Demain aura lieu le séminaire de clôture, je peaufine mes conclusions. Pour cela, je reprends tous les articles à ma disposition et j'examine la manière dont ils se terminent. Je m'aperçois que quel que soit l'angle d'attaque, ils reprennent toujours le même refrain: les populations traditionnelles sont, en fin de compte, différentes des autres, et les problèmes rencontrés par les organismes de tutelle viennent tantôt de la dépendance, tantôt de mauvais choix économiques, tantôt de la pression des fronts pionniers.

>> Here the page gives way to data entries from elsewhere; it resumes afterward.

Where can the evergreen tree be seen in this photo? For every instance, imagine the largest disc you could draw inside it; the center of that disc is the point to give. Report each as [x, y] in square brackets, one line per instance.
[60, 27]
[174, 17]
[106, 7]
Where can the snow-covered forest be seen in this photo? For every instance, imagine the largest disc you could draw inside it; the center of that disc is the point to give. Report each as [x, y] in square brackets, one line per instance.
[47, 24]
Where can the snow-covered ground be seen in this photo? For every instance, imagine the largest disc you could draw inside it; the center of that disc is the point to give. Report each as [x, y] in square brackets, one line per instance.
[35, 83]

Or il faut s'abstraire de cette vision globale et entrer dans le détail de l'histoire et de la région. Nous autres qui nous penchons sur ces cas, nous sommes obnubilés par l'idée qu'il y a des raisons conjoncturelles qui empêchent ces expériences d'être rentables. Mais à y regarder de plus près, le corpus législatif qui définit ces populations, et qui semble planer sur un nuage de coton, n'est en fait appliqué que dans des situations d'urgence, de crise, où ces populations appellent à l'aide et s'organisent en conséquence. Ce n'est pas leur mode de vie qu'elles cherchent à défendre, mais leur vie même, leurs sources de revenus.
Plutôt donc que de construire des édifices législatifs qui les définissent comme des êtres à part - et qui rejettent sur la solidarité nationale ou internationale le souci de leur protection - il vaudrait mieux aller droit au but et protéger leur activité sous forme de subventions, de la même manière qu'on subventionne le théâtre ou les spectacles de rue. Si la collecte de noix du Brésil ou la pêche artisanale ne sont pas concurrentielles dès lors qu'on cherche à garantir les revenus d'une famille, alors il est vain de s'épuiser à les rendre rentables à tout prix: il faut simplement les subventionner.

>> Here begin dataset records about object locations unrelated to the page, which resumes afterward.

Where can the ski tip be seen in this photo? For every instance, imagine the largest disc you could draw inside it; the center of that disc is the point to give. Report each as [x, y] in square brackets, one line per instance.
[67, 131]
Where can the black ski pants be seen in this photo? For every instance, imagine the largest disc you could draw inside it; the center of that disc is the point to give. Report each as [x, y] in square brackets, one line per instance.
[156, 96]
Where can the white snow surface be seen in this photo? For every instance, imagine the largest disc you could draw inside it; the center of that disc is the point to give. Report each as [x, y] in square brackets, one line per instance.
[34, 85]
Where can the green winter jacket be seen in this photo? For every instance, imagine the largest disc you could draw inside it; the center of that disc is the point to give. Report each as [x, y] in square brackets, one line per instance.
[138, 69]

Si l'on regarde la population de Mamiraua, on voit que l'Institut qui gère la réserve s'efforce de développer des alternatives économiques, cependant que l'Etat verse des "bolsa floresta" (prime à la non-déforestation, reçue comme une aide alimentaire), et que les mairies à qui incomberait la construction d'infrastructures de santé et d'éducation jouent le jeu traditionnel du clientélisme pré-élection. Mais en fin de compte, c'est l'Institut qui est rendu responsable des défaillances du système de soin, de la dangerosité du transport scolaire sur le fleuve en crue, de la concurrence de la pêche non contrôlée.
Or c'est aux Etats d'assumer les services publics - soin, santé, énergie. Cela ne fait pas partie d'un hypothétique "développement durable", mais de la citoyenneté tout court. Le fait de laisser les ONG se dépatouiller alors que c'est l'Etat qui est défaillant complique singulièrement l'analyse de la situation.
Il faut donc distinguer deux aspects qui sont presque systématiquement envisagés simultanément: d'une part les missions de service public qui concernent l'ensemble des citoyens, et ensuite, une politique de subvention à des activités ayant un faible impact environnemental, répondant aux objectifs de préservation que l'Etat s'est lui-même fixé. Sinon, on finit par percevoir comme un échec des projets de "développement durable" le fait que les habitants n'aient pas accès à une eau consommable, à une éducation correcte, etc.